As mentioned, I have ADHD and
I don’t medicate. I have to block everything out. In prison I woke up at 4 a.m.
to write to get it started before survival took over most of the concentration.
I’ve been out of prison for almost 5 years and I still do the same thing.
There are some colorful characters in your writing, are
they based on real people?
Yes. I paint with the true
colors of life and at times construct a fictional landscape by changing names
and places in prison to protect the innocent and the not so innocent. At other
times it’s pure reality.
What have you learned about marketing/publishing since
the release of your first book?
It takes a lot of visibility.
Interviews, book reviews, speaking opportunities, book signings, press releases
and more, and they all have to be blasted through social media sites worldwide.
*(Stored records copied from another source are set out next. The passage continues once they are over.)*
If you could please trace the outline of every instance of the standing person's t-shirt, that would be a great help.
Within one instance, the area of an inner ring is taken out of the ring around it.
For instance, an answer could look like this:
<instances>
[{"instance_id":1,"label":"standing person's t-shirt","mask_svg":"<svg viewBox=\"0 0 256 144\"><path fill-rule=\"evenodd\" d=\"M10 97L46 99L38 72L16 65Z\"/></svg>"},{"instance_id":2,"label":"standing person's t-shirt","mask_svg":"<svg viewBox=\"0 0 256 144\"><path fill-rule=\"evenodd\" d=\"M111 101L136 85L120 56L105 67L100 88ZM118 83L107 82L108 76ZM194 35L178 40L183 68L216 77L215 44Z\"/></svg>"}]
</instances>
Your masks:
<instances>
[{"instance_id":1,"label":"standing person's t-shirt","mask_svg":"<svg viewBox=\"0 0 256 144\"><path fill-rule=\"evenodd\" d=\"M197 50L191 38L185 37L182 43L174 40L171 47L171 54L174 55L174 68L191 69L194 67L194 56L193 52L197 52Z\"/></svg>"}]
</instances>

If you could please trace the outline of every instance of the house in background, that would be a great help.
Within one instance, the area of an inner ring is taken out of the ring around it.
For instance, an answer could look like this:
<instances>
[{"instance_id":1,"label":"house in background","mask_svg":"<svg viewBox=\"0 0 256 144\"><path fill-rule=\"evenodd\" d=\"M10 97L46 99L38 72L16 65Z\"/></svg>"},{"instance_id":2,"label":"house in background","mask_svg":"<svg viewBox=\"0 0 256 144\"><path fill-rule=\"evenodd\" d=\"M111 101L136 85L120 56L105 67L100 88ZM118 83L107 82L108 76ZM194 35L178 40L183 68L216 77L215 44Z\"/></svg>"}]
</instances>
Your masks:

It’s fun but time consuming.
At one point as I was getting
the hang of it, I went to far and it consumed me and I’m pretty sure I turned
into a spammer! At that point I stopped marketing completely and went on a
writing spree with the mentality that newer and better books would do my
marketing for me.
What advice would you give others who have faced
adversity but want to put it behind them?
To make what you have been
through turn into a blessing. No matter what you have been through, don’t let
the resentments hold you in it. Find a way to bless others because of what
you’ve been through. If you have been raped, help other people who have been
raped. If you have been abandoned, beaten and abused, help others in that
position. If you were addicted to something, help others get out of addiction.
Go to church and sing praises. Pray without ceasing.
What are your plans for the future? Any other books on
the horizon?
I’m always writing now and I
love it. After the ninth prison book, Caught In The Crossfire: Life in
Lockdown, I decided to write, Powerful Prayers of Gratitude. I have played
around with other books and now put all of them in audio book myself. Narrating
your own writing is a very good way to improve.
I’m ready to go finish the
Life in Lockdown series.
Tell us a bit about your goal with your books and what
you feel people should be aware of.
My selfish goals with my
prison books are to get them adapted into movies or a TV series. On a less
selfish note I want to open the eyes of the public that this drug war is only
breeding a bigger problem by locking up so many low level drug offenders, where
in prison, that addiction is bred into an affliction much harder to escape. In
California the prisons are so overcrowded that it’s a violent, gang-breeding
machine. I’ve seen soccer moms lose their sons to a drug addiction and watched
their sons get blasted with ink to fit in and come home skin heads. It’s the
same thing with all the other races.
Any additional things you would like to say as well as
links/promo items you would like to have included.
Thanks for the review of
Underdog and for confirming that my book covers didn’t fit the redemptive,
human side to my writing. I have changed them.